Silvergate Bank, the La Jolla based bank that made a name for itself by specializing in providing banking services to the crypto industry, has recently come under scrutiny for using a (quasi) federal lending program, designed to make mortgages more affordable, to meet the storm of withdrawals that occurred shortly after FTX collapsed. Silvergate customers withdrew $8.1 billion in the fourth quarter of 2022, roughly 70% of Silvergate’s deposits. Silvergate was able to meet the outflow, in part, by securing $4.3 billion in loans from the Federal Home Loan Bank (FHLB) of San Francisco.
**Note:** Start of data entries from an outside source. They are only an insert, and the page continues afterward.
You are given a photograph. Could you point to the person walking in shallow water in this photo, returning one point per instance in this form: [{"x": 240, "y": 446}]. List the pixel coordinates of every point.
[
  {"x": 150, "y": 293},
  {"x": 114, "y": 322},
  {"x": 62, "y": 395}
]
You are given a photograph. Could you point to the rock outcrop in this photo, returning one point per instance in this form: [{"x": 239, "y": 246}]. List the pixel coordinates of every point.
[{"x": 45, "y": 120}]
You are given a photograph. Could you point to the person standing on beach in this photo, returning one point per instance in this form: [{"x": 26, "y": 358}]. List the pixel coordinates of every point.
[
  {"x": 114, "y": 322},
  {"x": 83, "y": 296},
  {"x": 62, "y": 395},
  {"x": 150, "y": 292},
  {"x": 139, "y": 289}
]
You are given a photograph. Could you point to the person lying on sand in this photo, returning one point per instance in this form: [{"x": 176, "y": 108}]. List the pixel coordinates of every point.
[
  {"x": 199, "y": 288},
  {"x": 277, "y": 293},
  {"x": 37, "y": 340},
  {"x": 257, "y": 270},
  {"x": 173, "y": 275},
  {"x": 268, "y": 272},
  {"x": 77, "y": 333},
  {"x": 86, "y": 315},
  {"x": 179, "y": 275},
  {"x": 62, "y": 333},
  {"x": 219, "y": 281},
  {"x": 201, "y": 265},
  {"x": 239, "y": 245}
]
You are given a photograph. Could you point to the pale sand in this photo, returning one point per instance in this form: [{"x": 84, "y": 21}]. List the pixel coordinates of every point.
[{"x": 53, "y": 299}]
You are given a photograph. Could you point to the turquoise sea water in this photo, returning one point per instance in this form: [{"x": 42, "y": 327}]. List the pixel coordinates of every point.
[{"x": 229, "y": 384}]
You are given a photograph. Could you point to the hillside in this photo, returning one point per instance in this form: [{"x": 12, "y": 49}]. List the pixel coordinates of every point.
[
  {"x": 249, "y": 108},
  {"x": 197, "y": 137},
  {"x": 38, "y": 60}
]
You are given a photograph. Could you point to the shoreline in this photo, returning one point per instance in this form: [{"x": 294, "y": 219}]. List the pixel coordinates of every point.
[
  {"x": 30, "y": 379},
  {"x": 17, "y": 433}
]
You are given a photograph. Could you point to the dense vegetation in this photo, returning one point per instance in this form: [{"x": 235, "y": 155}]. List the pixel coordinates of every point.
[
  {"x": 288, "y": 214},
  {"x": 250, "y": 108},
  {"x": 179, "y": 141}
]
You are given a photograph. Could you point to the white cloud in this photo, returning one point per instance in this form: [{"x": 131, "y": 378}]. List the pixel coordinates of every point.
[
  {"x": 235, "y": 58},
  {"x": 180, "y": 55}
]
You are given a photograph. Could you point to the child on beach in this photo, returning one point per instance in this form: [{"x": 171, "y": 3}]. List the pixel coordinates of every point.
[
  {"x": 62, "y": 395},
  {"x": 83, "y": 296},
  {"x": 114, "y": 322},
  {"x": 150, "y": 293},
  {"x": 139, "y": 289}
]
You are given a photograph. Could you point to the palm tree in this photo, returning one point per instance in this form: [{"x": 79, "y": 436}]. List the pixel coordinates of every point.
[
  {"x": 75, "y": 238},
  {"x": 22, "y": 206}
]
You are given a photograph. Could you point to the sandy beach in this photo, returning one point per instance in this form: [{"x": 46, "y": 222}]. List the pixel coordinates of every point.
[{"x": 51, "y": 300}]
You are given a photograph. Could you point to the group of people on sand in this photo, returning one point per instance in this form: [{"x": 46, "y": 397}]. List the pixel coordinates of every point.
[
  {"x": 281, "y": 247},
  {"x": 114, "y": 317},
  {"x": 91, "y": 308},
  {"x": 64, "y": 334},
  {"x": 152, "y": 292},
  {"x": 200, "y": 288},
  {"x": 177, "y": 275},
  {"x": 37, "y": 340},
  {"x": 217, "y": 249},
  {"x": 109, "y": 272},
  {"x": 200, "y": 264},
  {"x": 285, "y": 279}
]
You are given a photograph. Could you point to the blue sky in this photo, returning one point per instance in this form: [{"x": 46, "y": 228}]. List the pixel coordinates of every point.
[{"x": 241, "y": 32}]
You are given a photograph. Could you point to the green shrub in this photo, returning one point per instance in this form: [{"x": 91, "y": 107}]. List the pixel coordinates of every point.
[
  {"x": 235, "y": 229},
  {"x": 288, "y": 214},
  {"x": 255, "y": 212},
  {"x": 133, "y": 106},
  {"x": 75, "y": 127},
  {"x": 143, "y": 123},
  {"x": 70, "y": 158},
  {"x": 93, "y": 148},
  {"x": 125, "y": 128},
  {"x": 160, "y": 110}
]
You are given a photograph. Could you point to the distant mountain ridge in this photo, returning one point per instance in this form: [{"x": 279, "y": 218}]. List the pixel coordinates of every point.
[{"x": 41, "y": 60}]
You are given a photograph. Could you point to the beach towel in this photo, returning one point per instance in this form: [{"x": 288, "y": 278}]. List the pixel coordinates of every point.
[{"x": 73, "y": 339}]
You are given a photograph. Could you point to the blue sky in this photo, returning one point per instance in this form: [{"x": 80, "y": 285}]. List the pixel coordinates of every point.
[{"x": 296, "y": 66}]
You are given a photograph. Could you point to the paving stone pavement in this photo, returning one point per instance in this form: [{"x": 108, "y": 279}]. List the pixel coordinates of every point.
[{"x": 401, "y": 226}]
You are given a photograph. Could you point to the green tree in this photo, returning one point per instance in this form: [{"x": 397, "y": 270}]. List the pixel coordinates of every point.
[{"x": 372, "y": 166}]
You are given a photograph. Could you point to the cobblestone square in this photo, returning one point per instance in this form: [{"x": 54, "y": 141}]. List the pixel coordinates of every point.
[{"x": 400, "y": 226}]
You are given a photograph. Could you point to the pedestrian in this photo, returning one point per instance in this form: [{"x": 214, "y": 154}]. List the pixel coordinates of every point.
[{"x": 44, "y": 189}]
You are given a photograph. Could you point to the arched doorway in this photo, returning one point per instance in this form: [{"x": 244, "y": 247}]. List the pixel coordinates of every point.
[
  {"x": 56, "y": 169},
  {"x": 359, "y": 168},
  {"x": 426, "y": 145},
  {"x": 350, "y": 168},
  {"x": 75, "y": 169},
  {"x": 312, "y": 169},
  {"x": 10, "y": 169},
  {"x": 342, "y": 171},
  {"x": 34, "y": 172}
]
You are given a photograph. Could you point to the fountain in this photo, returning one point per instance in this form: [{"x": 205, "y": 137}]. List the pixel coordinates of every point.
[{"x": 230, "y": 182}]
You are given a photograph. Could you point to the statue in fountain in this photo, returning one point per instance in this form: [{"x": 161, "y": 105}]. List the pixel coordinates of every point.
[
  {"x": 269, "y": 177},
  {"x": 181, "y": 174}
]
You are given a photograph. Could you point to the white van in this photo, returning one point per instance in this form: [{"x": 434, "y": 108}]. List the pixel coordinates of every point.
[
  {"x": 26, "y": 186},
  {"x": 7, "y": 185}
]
Silvergate posted an almost billion dollar loss for the fourth quarter of 2022.
The FHLB system was created under Herbert Hoover in 1932 with the primary goal of making homeownership more affordable for the average American. One method for achieving this goal was to create FHLBs and allow them to provide secured loans (so called “advances”) to their member banks (which includes Silvergate) so member banks could create mortgages at lower rates. While long-term advances by the FHLBs are generally restricted to funding residential housing financing, short-term advances have no such restrictions. This permitted Silvergate to secure funds from the FHLB to satisfy the frenzy of withdrawals it experienced during the 4th quarter. While FHLBs are privately capitalized, they enjoy a special statutory lien priority which can place them ahead of other parties, including the FDIC, in bankruptcy proceedings. Thus, if Silvergate were to join the spate of major crypto industry entities that filed bankruptcy recently, it could leave the FDIC holding the (empty) bag, responsible for paying out deposit insurance on Silvergate’s FDIC insured accounts while the FHLB is first in line for any assets remaining.
LEGAL TOKENS
The crypto industry has largely been believed to be siloed off from more traditional financial arenas. Some federal regulators seem keen on keeping it that way. Earlier this month federal banking regulators warned banks of the risks associated with dealing in crypto-assets and crypto-asset participants. The advances Silvergate received from the FHLB are a clear indication that the lines are blurring and crypto is bleeding into traditional financial channels. Given that and the current climate surrounding the crypto industry, it seems likely that federal law makers and regulators will be further emboldened to pursue more extensive oversight and regulation of the industry.